I’m hunting down an elusive problem where I’m homing a slaved axis.
I’m using user limits to trigger a stop when the home input is activated. Each axis has its own input, and I configure the user limit for each axis to triggered modify stop and capture the position.
When this problem happens, the first user limit to trigger commands a stop for the target axis, but also for the other axis.
In this example, Axis.3 triggers its user limit, but both Axis.3 and Axis.0 are commanded to stop.
Note: Axis.0 shouldn’t have been stopped (yet), in blue, is triggered to stop the millisecond after the one tied to the user limit. This timing seems conspicuous.
Questions
I’m fairly confident that I’m using the correct target axis in UserLimitConfigSet(...), or this would never work. I also double-checked to verify that the user limits are using the correct firmware addresses for their respective inputs.
While I’m homing, I remove all the axes from the multi axis. The subsequent stop of Axis.0 reminds me of what happens when a user limit triggers a stop on one axis in the multi axis and it propagates to the others.
What other things could cause RMP to conclude that it should command a stop to an otherwise unrelated axis?
Can you confirm that it only happens during the homing process? If you disable the MultiAxis and trigger the Axis3 UserLimit do you still see a Triggered modify event on Axis0? You’d need motion to see the impact.
We are testing to see if could be another UserLimit triggering for Axis0 or another source of propagation. Is the same true when you disable the Slaving?
So, I’m implementing my own homing routine that resembles 19 (home to switch).

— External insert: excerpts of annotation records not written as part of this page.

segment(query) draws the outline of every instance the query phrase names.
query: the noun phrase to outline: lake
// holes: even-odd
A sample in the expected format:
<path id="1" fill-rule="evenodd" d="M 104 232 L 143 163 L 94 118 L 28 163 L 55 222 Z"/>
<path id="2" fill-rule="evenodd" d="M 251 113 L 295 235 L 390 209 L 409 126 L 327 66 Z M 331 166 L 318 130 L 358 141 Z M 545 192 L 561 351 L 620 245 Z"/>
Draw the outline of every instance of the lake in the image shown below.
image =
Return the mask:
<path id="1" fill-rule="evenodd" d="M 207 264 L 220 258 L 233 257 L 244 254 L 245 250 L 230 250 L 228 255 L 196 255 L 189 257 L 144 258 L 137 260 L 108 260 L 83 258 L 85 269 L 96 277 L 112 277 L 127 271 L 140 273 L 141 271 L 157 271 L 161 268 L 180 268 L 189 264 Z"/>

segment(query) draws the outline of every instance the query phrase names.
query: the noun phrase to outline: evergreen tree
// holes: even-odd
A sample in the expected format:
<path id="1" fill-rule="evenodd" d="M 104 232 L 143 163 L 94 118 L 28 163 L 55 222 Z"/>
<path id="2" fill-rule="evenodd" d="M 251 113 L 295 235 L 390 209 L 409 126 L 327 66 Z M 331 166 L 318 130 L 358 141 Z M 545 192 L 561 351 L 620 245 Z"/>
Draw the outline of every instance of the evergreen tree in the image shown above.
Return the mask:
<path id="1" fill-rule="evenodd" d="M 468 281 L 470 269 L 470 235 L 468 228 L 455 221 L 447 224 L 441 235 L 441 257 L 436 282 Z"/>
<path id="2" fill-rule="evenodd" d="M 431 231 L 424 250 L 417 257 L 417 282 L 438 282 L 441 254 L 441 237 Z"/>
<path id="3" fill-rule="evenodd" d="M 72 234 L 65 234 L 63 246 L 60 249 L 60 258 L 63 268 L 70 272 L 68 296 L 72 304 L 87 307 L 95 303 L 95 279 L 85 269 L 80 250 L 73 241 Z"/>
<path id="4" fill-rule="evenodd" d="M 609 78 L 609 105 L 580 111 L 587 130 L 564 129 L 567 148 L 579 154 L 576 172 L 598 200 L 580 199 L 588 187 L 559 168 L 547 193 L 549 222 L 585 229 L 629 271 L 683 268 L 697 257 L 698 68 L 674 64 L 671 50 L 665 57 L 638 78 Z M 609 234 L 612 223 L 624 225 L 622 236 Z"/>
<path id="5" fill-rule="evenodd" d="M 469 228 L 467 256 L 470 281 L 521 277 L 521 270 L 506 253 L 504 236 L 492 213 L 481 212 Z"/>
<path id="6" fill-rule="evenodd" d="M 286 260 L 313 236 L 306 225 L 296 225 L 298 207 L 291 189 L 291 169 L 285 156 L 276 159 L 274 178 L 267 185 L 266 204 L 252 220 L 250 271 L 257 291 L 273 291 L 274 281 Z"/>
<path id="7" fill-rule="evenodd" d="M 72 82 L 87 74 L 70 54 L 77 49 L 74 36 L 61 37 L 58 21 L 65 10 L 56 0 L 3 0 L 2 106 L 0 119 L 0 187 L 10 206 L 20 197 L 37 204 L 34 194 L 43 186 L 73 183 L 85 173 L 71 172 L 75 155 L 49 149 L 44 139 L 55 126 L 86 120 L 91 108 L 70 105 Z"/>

I’m not using Axis::Home(...). I command Axis::MoveVelocity(...) after the user limit is configured.
I haven’t seen this happen any other time, but then, I never use Axis::MoveVelocity(...) outside of this. Neither RMP nor the axis object are in any sort of “homing” mode. (They are all in the standard synchronous cyclic position mode.)
I’m not suggesting that RMP is doing something wrong, as much as I’m asking what kinds of scenarios could cause RMP to command an axis to stop as the result of some other commanded stop. I don’t think it’s the (empty) MultiAxis. I’m skeptical that I’ve misconfigured the user limits. Are there other possible sources?
I’ll try some of the things you suggest as soon as it starts happening again. (-8
So, it turns out in this case that I was not correctly “dissolving” (my terminology) the MultiAxis for the homing routine (due to an uninitialized variable).
The fact that RapidSetup doesn’t always/usually update the MultiAxis view unless you refresh or close/reopen (as well as the behavior of MultiAxisGet(...) vs LoadExistingMultiAxis(...), which I was trying to use in my inspection script), meant that I didn’t pay much attention to what it showed (regarding axis mapping), but the cascading commanded stops certainly looked like MultiAxis behavior.